Superciliousness takes center stage in a new play, and an old.
“Pygmalion” is celebrating its centennial at the Old Globe, and George Bernard Shaw’s delicious skewering of the rigid British class system is as cutting and funny as ever.
Based on a Greek myth by the same name, the play was ahead of its time, touching on women’s rights and independence. The glorious Lerner and Lowe musical, “My Fair Lady,” used much of Shaw’s luscious language, but managed to heighten the conflicts and characters.
Poor Eliza, the scruffy, cockney flower-seller, is treated like a sock-puppet by heartless phonetician Henry Higgins and the more gentlemanly Col. Pickering. When they hear her piercing working-class locutions, Higgins bets that he can pass her off as a duchess, just by changing her speech, dress and manners.
Higgins has no manners of his own, especially as played by TV and film actor Robert Sean Leonard, an unkempt, insouciant, not-so- veddy British pedant. His ever-watchful but exasperated mother, magnificently portrayed by Kandis Chappell, wisely perceives her son’s weaknesses — and Eliza’s strengths.
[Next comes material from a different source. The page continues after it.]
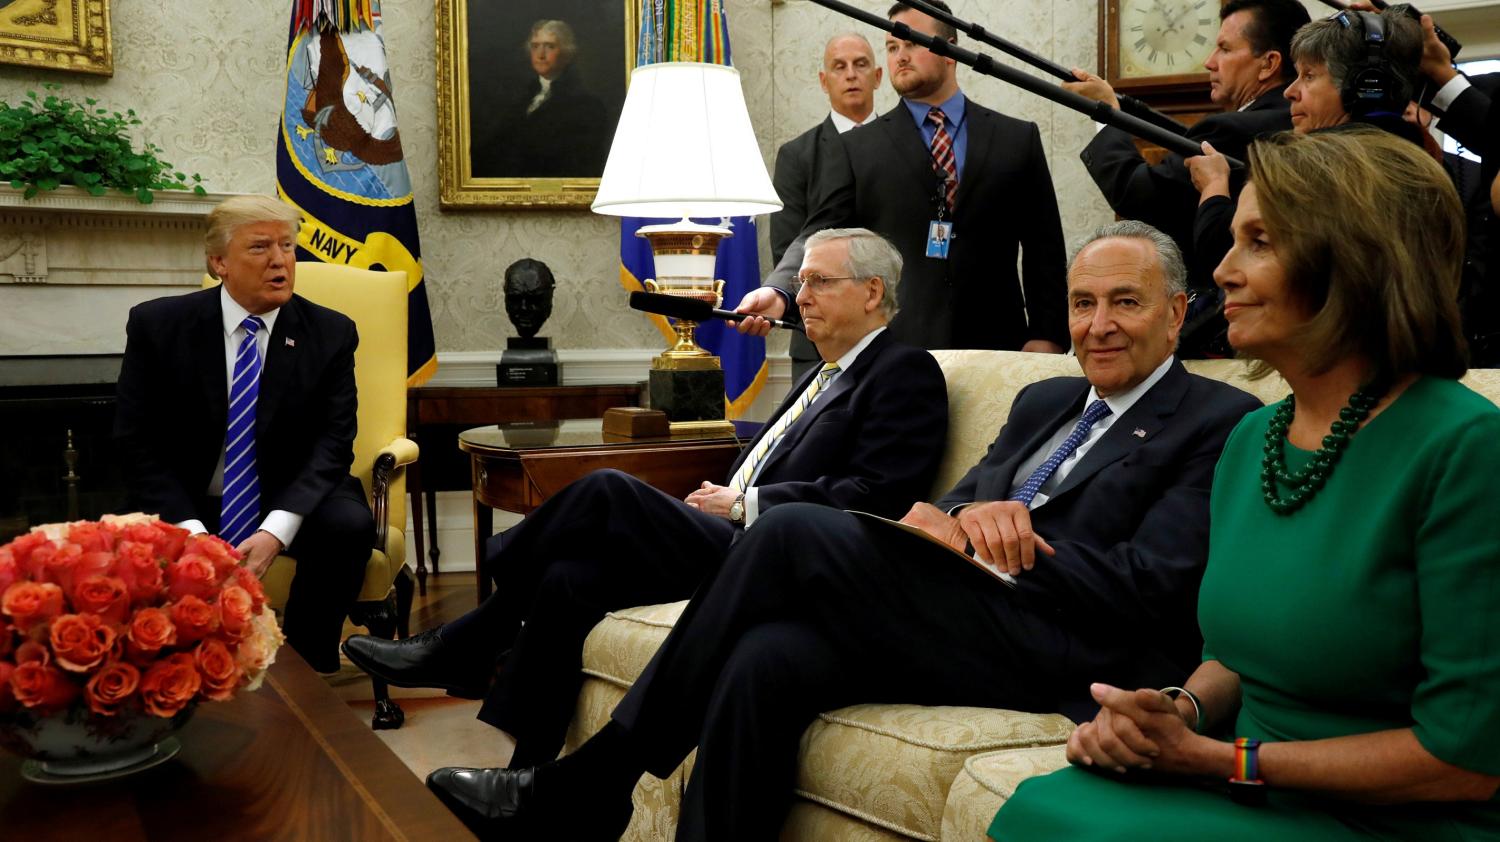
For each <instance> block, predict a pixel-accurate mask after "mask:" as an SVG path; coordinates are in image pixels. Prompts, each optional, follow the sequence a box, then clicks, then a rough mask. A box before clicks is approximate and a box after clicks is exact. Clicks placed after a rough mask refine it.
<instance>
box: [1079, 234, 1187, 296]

Don Sparks is hilarious as Eliza’s amusingly amoral father, and Paxton Whitehead is priceless as Pickering. Charlotte Parry makes a charming transformation, though her Eliza never steals our heart. But in this magnificent setting, it’s hard not to fall in love with the play and production.
The same cannot be said of “ Clybourne Park.” How this shallow trifle could have garnered the Pulitzer Prize, not to mention the 2012 Best Play Tony and Olivier Awards defies explanation. At one point in the second act, a character accuses the others of “dancing around the issue,” which is exactly what playwright Bruce Norris is doing in his superficial sitcom of a play. The issue is race. Sooner or later, the crass jokes come out, about class and gender, and disability, too.
The premise is commendable, picking up where the groundbreaking “A Raisin in the Sun” left off, following the first black family in a white Chicago neighborhood, then jumping ahead 50 years to consider the first white family moving into the same house, in what has become a rundown black neighborhood. But the meaty concerns are avoided in favor of cheap laughs, and there are more caricatures than characters here. Sam Woodhouse directs a capable cast, with snappy timing but too much yelling and not enough subtlety or subtext. With all the coarseness and focus on minutia, it’s hard to find the point or message buried within.
We’ve still got class and race and gender issues galore. But at least in this duet of plays, the old consideration trumps the new.
“ Clybourne Park” runs through February 10 at the San Diego Repertory Theatre, in Horton Plaza.
“Pygmalion” continues through February 17 at The Old Globe, in Balboa Park.